If I live, I’ll light a candle to the Goddess.
‘Crop circle coming up at two o’clock.’ Ed’s voice in the headphones. The helicopter lurches as three blond heads, a black ponytail and a bald spot all lean to the right to get a good look.
‘Jesus Christ, will you take the fucking camera off me, or we’ll miss it,’ snaps Steve, pushing the DVC in its sagging net towards me.
‘Relax,’ says Ed. ‘We’ll catch it on the way back.’ Almost as crazy as his friend Luke, who was drinking tequila shots last night in the pub, but fortunately more sober, and he seems to know what he’s doing. More than I can say for my esteemed director. For a moment I can feel sorry for Steve, trying to live up to his father, the famous name a curse tied to his inexperienced neck. I caught his expression while Ed and Luke were strapping me in, back on the ground. He looked like a little boy splashing in the bay, suddenly realizing that’s a big grey fin circling the lilo. Under other circumstances, this should have been fun, but he’s terrified we’ll fail to come back with any usable footage.
‘The best circles aren’t here, anyway, they’re at Alton Barnes,’ adds Ed, levelling the chopper. All I can see of him, if I
twist in my harness, is the back of his neck, dark brown hair sticking out under his headset and over his collar. Hair into which I laced my fingers last night. I close my eyes with the embarrassment of it: what was I thinking? And if I’d known he was married…‘I’m going to head north first, to fly over Avebury for these guys.’
My stomach lurches, my gut contracting with the scary falling feeling of coming home.
Avebury: state of mind as much as a landscape. The place my family came from, where my grandmother was born and brought up–until the old serpent entered Eden, as Frannie used to say.
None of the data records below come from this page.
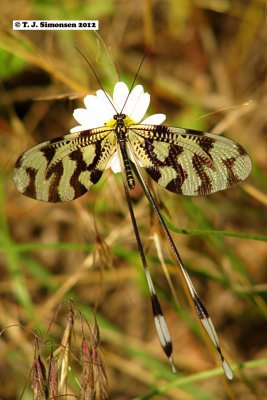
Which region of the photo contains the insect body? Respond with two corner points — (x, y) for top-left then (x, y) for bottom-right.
(13, 82), (251, 379)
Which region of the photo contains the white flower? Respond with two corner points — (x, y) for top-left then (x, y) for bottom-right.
(70, 82), (166, 173)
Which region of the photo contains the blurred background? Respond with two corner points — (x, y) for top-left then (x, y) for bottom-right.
(0, 0), (267, 400)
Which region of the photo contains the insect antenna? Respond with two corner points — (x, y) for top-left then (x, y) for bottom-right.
(117, 146), (176, 373)
(120, 46), (151, 114)
(75, 46), (118, 114)
(129, 143), (233, 380)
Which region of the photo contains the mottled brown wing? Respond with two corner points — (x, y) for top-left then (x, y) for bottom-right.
(13, 127), (116, 202)
(128, 125), (251, 196)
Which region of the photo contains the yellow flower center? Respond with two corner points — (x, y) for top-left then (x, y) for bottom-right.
(105, 115), (136, 128)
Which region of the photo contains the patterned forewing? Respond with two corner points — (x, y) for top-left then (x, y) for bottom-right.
(13, 127), (116, 202)
(129, 125), (251, 196)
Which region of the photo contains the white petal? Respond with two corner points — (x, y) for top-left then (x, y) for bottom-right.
(113, 82), (129, 112)
(141, 114), (166, 125)
(96, 90), (116, 122)
(129, 93), (150, 122)
(123, 85), (144, 116)
(83, 94), (99, 111)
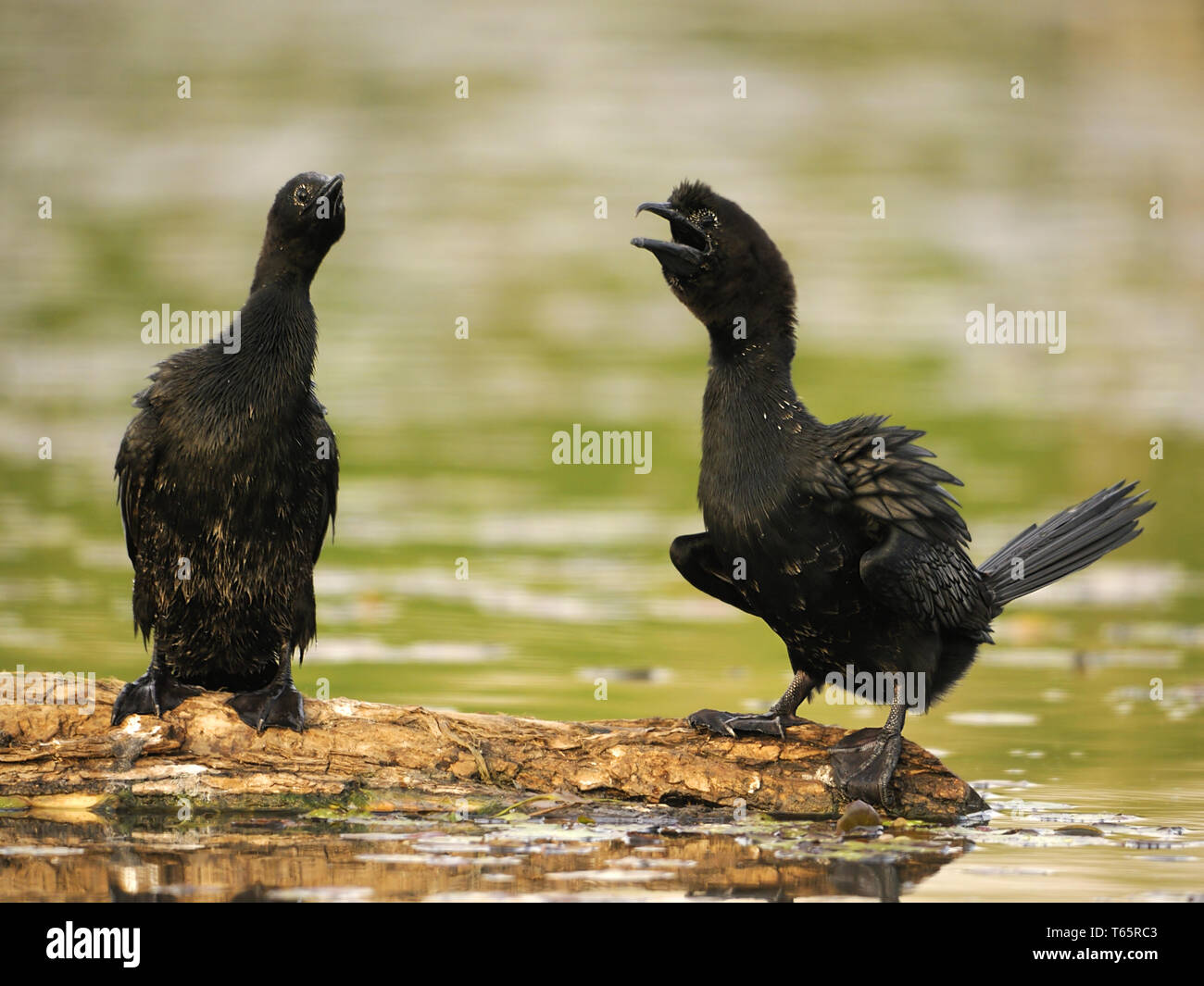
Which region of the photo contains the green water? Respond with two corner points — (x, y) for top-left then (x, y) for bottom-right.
(0, 3), (1204, 899)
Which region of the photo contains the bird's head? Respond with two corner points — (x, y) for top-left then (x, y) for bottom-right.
(631, 181), (795, 352)
(252, 171), (346, 292)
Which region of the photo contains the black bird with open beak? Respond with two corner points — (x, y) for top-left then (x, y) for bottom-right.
(631, 181), (1153, 808)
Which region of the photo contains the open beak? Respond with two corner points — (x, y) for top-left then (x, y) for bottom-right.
(631, 202), (710, 277)
(306, 172), (344, 216)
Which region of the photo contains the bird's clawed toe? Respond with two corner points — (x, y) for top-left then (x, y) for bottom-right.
(831, 729), (903, 811)
(226, 682), (305, 733)
(686, 709), (808, 739)
(109, 669), (205, 726)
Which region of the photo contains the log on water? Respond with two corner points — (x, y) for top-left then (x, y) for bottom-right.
(0, 679), (986, 821)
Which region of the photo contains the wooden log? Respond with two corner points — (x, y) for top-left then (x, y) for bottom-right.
(0, 679), (986, 821)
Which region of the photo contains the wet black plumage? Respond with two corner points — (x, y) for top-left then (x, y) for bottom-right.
(113, 172), (345, 729)
(633, 183), (1153, 803)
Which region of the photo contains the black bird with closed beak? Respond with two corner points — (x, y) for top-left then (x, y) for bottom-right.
(631, 181), (1153, 808)
(112, 171), (346, 730)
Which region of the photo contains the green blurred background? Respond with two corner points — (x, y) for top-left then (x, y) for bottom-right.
(0, 0), (1204, 895)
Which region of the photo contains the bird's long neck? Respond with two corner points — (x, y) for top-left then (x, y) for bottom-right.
(224, 280), (318, 414)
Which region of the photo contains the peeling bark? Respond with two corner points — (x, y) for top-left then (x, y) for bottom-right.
(0, 679), (986, 821)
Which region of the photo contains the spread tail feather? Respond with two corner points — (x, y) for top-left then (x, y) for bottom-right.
(979, 481), (1153, 618)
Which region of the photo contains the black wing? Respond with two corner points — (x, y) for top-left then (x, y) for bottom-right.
(861, 528), (991, 643)
(804, 417), (971, 545)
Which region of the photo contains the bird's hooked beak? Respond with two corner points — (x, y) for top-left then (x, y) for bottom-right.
(631, 202), (710, 277)
(302, 172), (344, 216)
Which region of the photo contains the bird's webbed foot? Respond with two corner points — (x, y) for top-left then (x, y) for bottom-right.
(686, 709), (809, 739)
(109, 661), (205, 726)
(830, 727), (903, 811)
(226, 679), (305, 733)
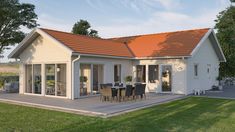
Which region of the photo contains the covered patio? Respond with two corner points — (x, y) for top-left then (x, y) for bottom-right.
(0, 93), (186, 117)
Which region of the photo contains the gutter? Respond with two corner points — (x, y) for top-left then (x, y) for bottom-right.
(71, 55), (80, 100)
(73, 52), (191, 60)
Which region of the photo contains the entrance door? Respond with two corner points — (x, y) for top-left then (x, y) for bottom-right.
(161, 65), (172, 92)
(92, 64), (103, 94)
(147, 65), (159, 92)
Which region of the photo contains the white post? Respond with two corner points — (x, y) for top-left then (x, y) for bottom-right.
(41, 63), (46, 96)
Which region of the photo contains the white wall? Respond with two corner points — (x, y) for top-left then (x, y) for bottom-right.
(19, 35), (72, 98)
(79, 56), (132, 83)
(74, 56), (132, 98)
(133, 59), (187, 94)
(187, 39), (219, 94)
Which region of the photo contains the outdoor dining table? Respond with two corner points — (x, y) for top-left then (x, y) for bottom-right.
(112, 86), (126, 102)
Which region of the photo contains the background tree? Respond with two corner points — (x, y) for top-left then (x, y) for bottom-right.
(215, 6), (235, 77)
(72, 19), (99, 37)
(0, 0), (38, 54)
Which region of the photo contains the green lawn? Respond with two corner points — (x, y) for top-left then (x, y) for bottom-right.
(0, 97), (235, 132)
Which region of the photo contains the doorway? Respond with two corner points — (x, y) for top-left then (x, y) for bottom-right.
(161, 65), (172, 92)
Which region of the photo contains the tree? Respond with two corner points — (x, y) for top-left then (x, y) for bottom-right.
(215, 6), (235, 77)
(72, 19), (99, 37)
(0, 0), (38, 54)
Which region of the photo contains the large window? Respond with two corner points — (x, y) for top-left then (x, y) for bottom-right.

A place I never lived in, apart from a few weeks one long-ago summer, but entering the high banks that enclose stone circle and village has always felt, in some strange way, like coming home.
Below us, the summer fields are gold, ochre, tawny, separated by knotty threads of green hedgerow. I’m getting used to the dangling now; it’s almost–but only almost–exhilarating. We fly over the Kennet and Avon canal, a brown ribbon winding away into the afternoon heat haze, little matchbox barges meandering along it, while the helicopter gains height to rise over the escarpment. I can see the long, double-ridged scar of the Wansdyke, an ancient Saxon boundary, bisecting the Downs, then the land folds and drops away and already there’s the ridiculous pudding that is Silbury Hill jutting out of the fog in the distance, so unmistakably not a natural feature that you can understand why CropCircleCruiseCompany makes money out of people convinced it was plonked there by aliens.
I bring the camera viewfinder up to my eye, and Steve’s hand grips my shoulder, helping to steady me while I get used to the weight.
‘Looks fabulous on the monitor,’ comes his tinny voice, breathless with relief. ‘We couldn’t be luckier with the weather, could we? Shame about the haze–makes the horizon a bit murky.’